Pocket Books (Paperback), 2007
270 Pages
This book is part of my Popsugar Reading Challenge 2015.
The category for this book is ‘a Pulitzer prize winning book’.
BLURB FROM THE COVER
Olive Kitteridge is indomitable, compassion and often unpredictable. A retired schoolteacher in a small coastal town in Maine, struggling to make sense of the changes in her life as she grows older. She is a woman who sees into the hearts of others, discerning their triumphs and tragedies.
We meet her stoic husband, bound to her in a marriage both broken and strong, and a young man who aches for the mother he lost – and whom Olive comforts by her mere presence, while her own son feel tyrannized by her overbearing sensitivies.
EXTRACT
For many years Henry Kitteridge was a pharmacist in the next town over, driving every morning on snowy roads, on rainy roads, or summertime roads, when the wild raspberries shot their new growth in brambles along the last section of town before he turned off to where the wider road led to the pharmacy.
PHARMACY
REVIEW
This was my first time reading Elizabeth Strout.

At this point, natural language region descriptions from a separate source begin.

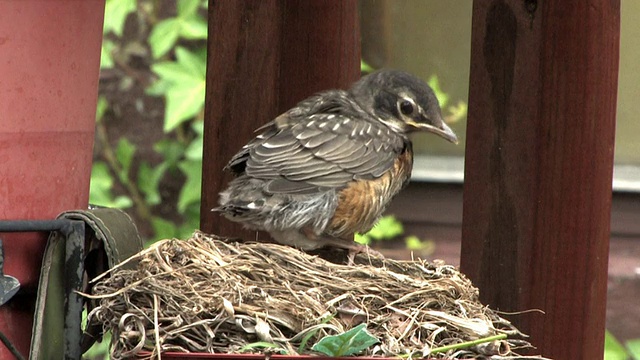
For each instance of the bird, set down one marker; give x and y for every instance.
(328, 167)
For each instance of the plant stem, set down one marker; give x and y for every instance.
(467, 344)
(109, 155)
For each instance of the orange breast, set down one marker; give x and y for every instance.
(363, 201)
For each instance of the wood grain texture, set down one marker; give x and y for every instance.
(537, 192)
(263, 57)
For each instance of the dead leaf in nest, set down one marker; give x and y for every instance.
(221, 297)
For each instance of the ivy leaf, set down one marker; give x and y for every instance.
(183, 86)
(613, 350)
(162, 229)
(149, 181)
(190, 192)
(115, 14)
(187, 8)
(193, 63)
(170, 150)
(101, 107)
(100, 188)
(183, 103)
(443, 98)
(106, 60)
(194, 28)
(163, 36)
(348, 343)
(362, 239)
(124, 154)
(387, 227)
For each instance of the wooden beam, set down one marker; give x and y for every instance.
(537, 192)
(263, 57)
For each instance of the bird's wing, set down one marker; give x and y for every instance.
(317, 152)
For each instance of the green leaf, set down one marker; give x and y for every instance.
(191, 190)
(163, 36)
(101, 186)
(106, 59)
(149, 181)
(124, 154)
(115, 14)
(613, 350)
(101, 107)
(414, 243)
(348, 343)
(195, 64)
(187, 8)
(182, 104)
(634, 348)
(387, 227)
(443, 98)
(170, 150)
(194, 28)
(184, 87)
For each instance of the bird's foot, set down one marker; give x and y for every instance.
(355, 249)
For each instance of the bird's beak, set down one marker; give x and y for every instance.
(442, 130)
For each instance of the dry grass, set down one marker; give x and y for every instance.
(208, 295)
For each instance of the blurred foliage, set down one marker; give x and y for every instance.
(174, 42)
(615, 350)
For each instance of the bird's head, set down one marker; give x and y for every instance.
(403, 102)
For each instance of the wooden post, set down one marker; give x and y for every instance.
(263, 57)
(537, 192)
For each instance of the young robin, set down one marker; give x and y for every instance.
(328, 167)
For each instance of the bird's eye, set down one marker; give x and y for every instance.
(406, 107)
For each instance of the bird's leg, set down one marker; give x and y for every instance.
(353, 248)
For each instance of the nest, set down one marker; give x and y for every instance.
(208, 295)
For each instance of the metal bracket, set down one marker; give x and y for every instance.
(73, 231)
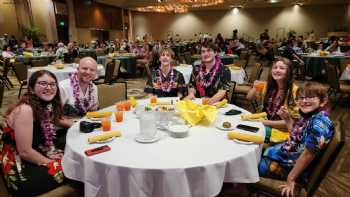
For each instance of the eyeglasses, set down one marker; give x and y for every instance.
(45, 84)
(307, 99)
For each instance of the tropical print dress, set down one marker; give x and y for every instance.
(166, 86)
(312, 131)
(24, 178)
(208, 84)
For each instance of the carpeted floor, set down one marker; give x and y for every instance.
(337, 181)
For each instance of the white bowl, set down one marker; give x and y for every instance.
(178, 130)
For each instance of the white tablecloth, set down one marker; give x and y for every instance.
(195, 166)
(186, 70)
(62, 74)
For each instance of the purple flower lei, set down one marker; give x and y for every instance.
(84, 105)
(213, 72)
(170, 83)
(47, 127)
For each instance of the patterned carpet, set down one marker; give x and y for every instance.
(336, 183)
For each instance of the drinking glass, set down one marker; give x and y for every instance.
(148, 128)
(106, 124)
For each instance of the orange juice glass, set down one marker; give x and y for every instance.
(118, 116)
(259, 86)
(153, 99)
(127, 105)
(205, 101)
(120, 106)
(106, 124)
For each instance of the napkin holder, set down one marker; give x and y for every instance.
(87, 127)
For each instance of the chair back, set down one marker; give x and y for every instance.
(116, 69)
(326, 159)
(21, 71)
(2, 90)
(255, 73)
(109, 94)
(39, 63)
(109, 72)
(241, 63)
(332, 76)
(187, 56)
(100, 52)
(344, 62)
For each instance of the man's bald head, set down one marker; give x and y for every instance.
(87, 70)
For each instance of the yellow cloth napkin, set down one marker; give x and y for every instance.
(195, 113)
(254, 117)
(234, 67)
(27, 54)
(104, 136)
(278, 136)
(245, 137)
(98, 114)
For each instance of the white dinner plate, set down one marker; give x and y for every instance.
(147, 141)
(219, 126)
(105, 141)
(242, 142)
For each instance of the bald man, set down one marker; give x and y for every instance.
(78, 93)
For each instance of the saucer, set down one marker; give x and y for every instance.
(105, 141)
(147, 141)
(219, 126)
(242, 142)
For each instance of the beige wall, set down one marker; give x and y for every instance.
(8, 20)
(44, 18)
(250, 22)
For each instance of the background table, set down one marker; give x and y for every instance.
(195, 166)
(62, 74)
(315, 66)
(186, 70)
(226, 59)
(128, 63)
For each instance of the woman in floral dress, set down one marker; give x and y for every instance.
(166, 81)
(30, 161)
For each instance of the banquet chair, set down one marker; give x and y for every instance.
(187, 56)
(242, 89)
(336, 87)
(39, 63)
(2, 91)
(6, 69)
(344, 62)
(108, 74)
(109, 94)
(21, 72)
(270, 187)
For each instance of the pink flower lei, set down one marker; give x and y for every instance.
(82, 105)
(213, 73)
(168, 85)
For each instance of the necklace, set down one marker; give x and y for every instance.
(213, 72)
(166, 85)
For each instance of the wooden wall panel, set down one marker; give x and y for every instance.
(97, 15)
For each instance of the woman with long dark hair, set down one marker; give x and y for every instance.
(279, 91)
(30, 159)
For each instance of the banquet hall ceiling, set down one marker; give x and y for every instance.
(132, 4)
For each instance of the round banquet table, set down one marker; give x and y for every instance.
(195, 166)
(237, 75)
(62, 74)
(128, 63)
(315, 65)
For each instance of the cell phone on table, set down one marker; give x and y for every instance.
(97, 150)
(247, 128)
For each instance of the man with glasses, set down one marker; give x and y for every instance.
(78, 93)
(211, 78)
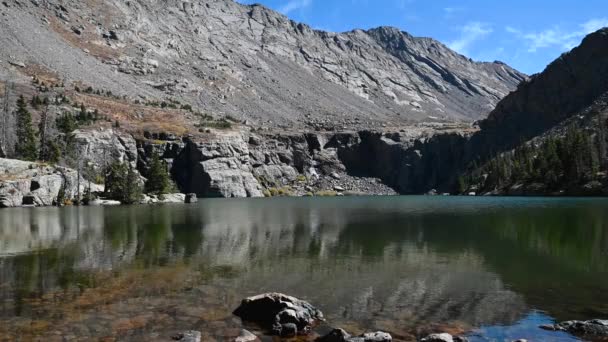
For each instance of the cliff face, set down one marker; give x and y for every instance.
(248, 61)
(568, 86)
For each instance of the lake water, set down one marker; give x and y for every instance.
(494, 268)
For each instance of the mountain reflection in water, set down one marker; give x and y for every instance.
(395, 264)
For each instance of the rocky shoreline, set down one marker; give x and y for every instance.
(241, 163)
(287, 317)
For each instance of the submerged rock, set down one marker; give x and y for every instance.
(246, 336)
(445, 337)
(32, 184)
(191, 198)
(281, 314)
(592, 328)
(188, 336)
(339, 335)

I enjoyed Olive Kitteridge. I liked the structure of the novel, how Strout splits it into thirteen short stories connected by Oliver and her husband Henry, their son Christopher and various people they encounter in the small town where they live. Olive is not a very nice person. She’s harsh and abrasive and downright horrible at times. But she’s honest and real and I sort of loved her in spite of it all. I have an aunt just like Olive. Everyone in the family sort of hates her because she can be so unpleasant. I get on with her like a house on fire. Olive Kitteridge was a bit slow to start then picked up pace after a couple of stories. I didn’t love Olive Kitteridge but I really enjoyed it, much more than I expected actually. I was dreading reading a Pulitzer prize-winning novel because I had this idea it would be stuffy and boring and not my thing. Olive Kitteridge was a pleasant surprise.